Show the children the video “Tulips from Bulbs (Full 30 Day Time Lapse).” After watching the video, ask:
- What did you notice about the tulips as they grew?
- What happened to the flowers at the end of the video?
- Bulbs can grow flowers multiple times. What would you expect the bulb to do if you put it in water again in the future?
- Why might people want to plant flower bulbs in their gardens instead of flower seeds?
Exploring the passage
Say a prayer.
Provide context for the lectionary reading (John 11:1-45).
- This story comes from the New Testament Gospel of John.
- Right before this story takes place, Jesus has trouble. While visiting Jerusalem for a holy festival, several fellow Jewish people beg Jesus to tell them if he is the chosen one sent by God. Jesus reminds them that all he does is for his father and that he is like a shepherd leading sheep. The people become angry and threaten to throw stones at him. Later they try to arrest Jesus, but he escapes.

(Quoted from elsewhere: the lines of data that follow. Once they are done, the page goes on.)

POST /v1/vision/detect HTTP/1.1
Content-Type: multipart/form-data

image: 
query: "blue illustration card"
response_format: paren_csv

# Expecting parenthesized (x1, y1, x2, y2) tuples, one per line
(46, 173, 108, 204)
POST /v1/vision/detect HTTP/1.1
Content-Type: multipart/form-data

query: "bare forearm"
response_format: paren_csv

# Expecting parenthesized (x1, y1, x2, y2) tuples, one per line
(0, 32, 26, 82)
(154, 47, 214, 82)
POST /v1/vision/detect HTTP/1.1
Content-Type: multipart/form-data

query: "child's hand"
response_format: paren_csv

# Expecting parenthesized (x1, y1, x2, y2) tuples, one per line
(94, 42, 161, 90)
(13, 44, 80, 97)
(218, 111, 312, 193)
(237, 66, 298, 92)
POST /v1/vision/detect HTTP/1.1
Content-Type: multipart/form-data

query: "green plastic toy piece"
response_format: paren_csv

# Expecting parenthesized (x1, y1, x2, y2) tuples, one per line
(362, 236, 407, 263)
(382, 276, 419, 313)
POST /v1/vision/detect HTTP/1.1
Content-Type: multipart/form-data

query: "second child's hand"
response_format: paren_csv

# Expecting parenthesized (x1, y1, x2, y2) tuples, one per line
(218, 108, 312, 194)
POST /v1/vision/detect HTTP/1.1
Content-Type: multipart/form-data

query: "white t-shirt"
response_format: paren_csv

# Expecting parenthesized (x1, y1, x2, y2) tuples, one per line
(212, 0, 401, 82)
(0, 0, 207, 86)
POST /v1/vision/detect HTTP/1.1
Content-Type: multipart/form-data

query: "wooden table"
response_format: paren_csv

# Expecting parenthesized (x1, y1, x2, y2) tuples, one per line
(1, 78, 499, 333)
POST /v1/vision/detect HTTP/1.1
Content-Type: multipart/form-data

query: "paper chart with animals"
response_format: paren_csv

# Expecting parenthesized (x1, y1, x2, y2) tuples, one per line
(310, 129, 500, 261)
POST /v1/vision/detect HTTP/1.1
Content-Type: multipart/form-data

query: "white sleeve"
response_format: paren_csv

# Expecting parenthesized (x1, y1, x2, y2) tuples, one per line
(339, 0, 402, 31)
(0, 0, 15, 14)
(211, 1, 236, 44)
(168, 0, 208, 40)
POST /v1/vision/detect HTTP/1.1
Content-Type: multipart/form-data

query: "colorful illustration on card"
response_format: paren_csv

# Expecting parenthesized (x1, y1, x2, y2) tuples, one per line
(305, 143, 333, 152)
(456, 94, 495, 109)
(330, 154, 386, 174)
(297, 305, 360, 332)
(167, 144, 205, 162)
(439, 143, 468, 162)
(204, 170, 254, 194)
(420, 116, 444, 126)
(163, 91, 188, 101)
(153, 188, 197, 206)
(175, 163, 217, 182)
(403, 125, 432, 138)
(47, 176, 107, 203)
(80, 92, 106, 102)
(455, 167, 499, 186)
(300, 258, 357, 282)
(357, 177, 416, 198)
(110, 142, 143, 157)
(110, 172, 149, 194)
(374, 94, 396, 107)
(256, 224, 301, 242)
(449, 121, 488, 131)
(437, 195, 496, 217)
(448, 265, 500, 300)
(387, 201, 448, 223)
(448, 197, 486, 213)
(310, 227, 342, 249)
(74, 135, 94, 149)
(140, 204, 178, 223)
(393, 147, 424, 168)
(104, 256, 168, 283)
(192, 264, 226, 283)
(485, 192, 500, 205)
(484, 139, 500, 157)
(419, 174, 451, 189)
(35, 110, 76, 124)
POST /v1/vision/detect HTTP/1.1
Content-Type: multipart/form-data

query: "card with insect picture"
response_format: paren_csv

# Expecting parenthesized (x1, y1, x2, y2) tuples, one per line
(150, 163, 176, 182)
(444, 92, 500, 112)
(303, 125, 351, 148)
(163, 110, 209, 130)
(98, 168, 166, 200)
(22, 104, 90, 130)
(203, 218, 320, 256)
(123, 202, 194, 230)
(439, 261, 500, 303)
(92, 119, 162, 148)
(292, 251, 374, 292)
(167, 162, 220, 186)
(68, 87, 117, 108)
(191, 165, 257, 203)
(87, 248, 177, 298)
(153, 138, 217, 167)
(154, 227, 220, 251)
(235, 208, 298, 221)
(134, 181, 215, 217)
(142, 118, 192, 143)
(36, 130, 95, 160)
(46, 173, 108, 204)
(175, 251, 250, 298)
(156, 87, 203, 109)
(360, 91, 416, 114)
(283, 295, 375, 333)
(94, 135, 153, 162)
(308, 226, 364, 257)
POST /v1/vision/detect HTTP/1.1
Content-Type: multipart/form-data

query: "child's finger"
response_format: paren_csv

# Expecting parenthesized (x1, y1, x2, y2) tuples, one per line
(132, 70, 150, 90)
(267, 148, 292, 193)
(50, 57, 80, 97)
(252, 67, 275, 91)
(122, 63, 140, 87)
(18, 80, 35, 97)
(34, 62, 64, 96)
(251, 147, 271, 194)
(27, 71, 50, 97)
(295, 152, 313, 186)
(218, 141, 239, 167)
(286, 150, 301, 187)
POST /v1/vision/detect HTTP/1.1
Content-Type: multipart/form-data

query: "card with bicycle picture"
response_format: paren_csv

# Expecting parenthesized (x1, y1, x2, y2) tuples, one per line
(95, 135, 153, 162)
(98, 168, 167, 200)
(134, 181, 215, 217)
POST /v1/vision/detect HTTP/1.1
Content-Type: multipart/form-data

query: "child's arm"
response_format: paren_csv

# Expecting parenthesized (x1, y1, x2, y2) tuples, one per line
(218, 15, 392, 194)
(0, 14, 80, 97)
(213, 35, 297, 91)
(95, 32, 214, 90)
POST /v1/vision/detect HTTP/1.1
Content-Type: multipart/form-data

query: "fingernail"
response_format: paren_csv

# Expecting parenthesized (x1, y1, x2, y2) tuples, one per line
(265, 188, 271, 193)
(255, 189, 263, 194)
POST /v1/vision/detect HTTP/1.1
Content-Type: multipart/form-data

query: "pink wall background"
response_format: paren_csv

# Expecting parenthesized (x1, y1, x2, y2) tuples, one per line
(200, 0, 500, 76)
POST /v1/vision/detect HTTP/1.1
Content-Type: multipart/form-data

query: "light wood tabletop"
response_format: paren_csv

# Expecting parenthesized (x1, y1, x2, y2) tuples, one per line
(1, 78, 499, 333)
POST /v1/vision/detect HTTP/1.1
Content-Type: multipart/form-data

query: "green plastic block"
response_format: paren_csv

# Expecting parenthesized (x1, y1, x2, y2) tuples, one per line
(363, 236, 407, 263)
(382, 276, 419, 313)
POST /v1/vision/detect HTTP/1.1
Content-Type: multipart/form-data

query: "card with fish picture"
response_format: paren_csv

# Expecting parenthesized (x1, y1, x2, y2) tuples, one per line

- The story that follows this lectionary reading tells of Jewish leaders discussing ways to stop Jesus from spreading his message to the Jewish people. They are concerned the people will listen to Jesus instead of to them. The plan to arrest Jesus when he arrives in the city of Jerusalem to celebrate the holy holiday Passover.
Read aloud John 11:1-45. This is a long, detailed story, so it may be difficult to keep the children’s attention throughout it. As an alternative to reading the actual text, you can download and print this condensed retelling of the story through a reader’s theatre script.
After reading the story, ask the children:
- Why do Mary and Martha want Jesus to visit?
- What does Jesus choose to do? What do you think of his choice?
- How does Jesus respond when he arrives?
- How do Mary and Martha respond?
- What does Jesus do that surprises everyone?
- Why do you think Jesus resurrects Lazarus?
- Describe all of the different feelings that people express in this story. Can you identify with any of these feelings? If so, which feelings are most familiar to you? Why?
- What does this story tell us about love?
Relating the passage to our lives
Help the children consider ways that love lives on after someone or something is gone from the earth through one or both of these activities:
- Nature’s rebirth: The natural world reminds us that the beauty of God’s love is everlasting. We may feel like it is gone, but then we discover it has returned. Take a walk outdoors with the children. Encourage them to look for signs of life emerging, especially in places where plants appear dead. For example, a tree may be surrounded by dried, brown leaves. However, its branches will also have small leaf buds emerging or possibly even opening. After the nature walk, discuss the life cycles of plants. How are these life cycles like the story of Lazarus’ death and resurrection?
- They’re still with us: Gather the materials you’ll need for this activity: colored chalk, small bowls of water and drawing paper. Ask the children to share memories of pets or people who have passed away. Encourage them to focus on happy memories. (Be mindful that this activity may be challenging for children who have recently experienced significant loss.) Note that our memories of those we loved but have lost help keep them alive in our hearts. We can hold on to them through these stories. Give each child a sheet of drawing paper. Ask them to draw pictures of the memories they shared using colored chalk. Encourage them to dip the ends of the chalk pieces in the water before drawing so that the colors are vibrant. Ask the children to share their drawings with the group.
Conclude your time together by offering a prayer.